Players numbered $1, 2, ..., N$ each brings a wrapped gift. Then in order, player $1, 2, ..., N-1$ each uniformly-randomly picks a wrapped gift which is NOT the one he/she brought, and unwraps it. (By unwrapping it, this gift cannot be picked by any subsequent player.)
Question: What is the probability $p$ that the last wrapped gift was brought by the last player, i.e. $N$? (Or in yankee swap terminology, the last player would be forced to unwrap the gift he/she brought.)
Further thoughts:
- Clearly $1/N$ is not the answer since $N=2 \implies p=0$ (player $1$ is forced to pick the gift brought by player $2$).
- A bit of calculation shows $N = 3 \implies p=1/4$:
- Player $1$ can pick $2$ or $3$, with prob $1/2$ each.
- If player $1$ picked $3$, then player $2$ must pick $1$ and player $3$ will pick $2$.
- If player $1$ picked $2$, then player $2$ can pick $1$ or $3$, with conditional probability $1/2$ each.
- Therefore, the only case of gift $3$ being the last wrapped gift is $1$ picks $2$ and $2$ picks $1$, which happens with probability $1/2 \times 1/2 = 1/4$.

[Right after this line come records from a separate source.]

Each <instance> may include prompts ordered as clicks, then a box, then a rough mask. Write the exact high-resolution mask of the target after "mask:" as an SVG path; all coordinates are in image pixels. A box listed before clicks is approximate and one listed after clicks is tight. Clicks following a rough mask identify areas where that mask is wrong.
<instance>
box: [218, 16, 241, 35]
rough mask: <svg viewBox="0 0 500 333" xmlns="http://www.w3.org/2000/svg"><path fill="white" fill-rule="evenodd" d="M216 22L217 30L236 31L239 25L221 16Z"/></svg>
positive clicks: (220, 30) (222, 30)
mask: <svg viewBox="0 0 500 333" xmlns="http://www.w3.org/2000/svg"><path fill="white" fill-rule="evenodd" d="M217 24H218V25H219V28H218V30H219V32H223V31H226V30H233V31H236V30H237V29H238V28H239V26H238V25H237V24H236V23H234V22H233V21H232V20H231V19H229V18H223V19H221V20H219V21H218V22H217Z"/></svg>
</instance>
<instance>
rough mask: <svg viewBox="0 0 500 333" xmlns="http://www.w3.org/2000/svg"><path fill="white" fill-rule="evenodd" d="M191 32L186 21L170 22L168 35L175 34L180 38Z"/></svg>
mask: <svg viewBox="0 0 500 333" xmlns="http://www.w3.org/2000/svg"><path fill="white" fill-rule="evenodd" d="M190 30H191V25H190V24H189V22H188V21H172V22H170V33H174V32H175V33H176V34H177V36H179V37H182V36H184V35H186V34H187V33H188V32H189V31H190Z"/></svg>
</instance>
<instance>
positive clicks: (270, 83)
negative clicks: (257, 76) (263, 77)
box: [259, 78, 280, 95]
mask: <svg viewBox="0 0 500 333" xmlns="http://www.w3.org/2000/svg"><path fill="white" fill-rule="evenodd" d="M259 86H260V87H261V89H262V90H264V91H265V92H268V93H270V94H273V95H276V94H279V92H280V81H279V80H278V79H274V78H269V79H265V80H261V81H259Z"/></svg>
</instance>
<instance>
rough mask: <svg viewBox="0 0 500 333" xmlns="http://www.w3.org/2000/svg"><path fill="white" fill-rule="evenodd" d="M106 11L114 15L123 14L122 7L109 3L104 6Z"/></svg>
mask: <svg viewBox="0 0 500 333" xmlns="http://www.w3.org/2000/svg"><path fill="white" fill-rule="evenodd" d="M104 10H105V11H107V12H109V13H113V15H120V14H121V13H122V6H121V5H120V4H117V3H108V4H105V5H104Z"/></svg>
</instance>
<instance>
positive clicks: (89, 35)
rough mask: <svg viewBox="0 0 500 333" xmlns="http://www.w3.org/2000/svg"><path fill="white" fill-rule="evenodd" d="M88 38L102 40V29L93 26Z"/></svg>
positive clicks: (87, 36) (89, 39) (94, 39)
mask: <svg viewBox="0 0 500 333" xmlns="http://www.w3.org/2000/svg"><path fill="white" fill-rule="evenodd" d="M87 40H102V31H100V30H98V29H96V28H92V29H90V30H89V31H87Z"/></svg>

- I would think for large $N$ the probability approaches $1/N$, but stays slightly below. I.e. I imagine $p = 1/N - \epsilon(N)$ where the error term $\epsilon(N) > 0$ and approaches $0$ very very fast (much faster than $1/N$).
- For any $N$, we can solve this exactly using a system of recurrences (involving $3N$ variables, I think...), but I'm wondering if there is a smarter way. E.g. if my second bullet above is correct, is there a good way to calculate or bound the error term?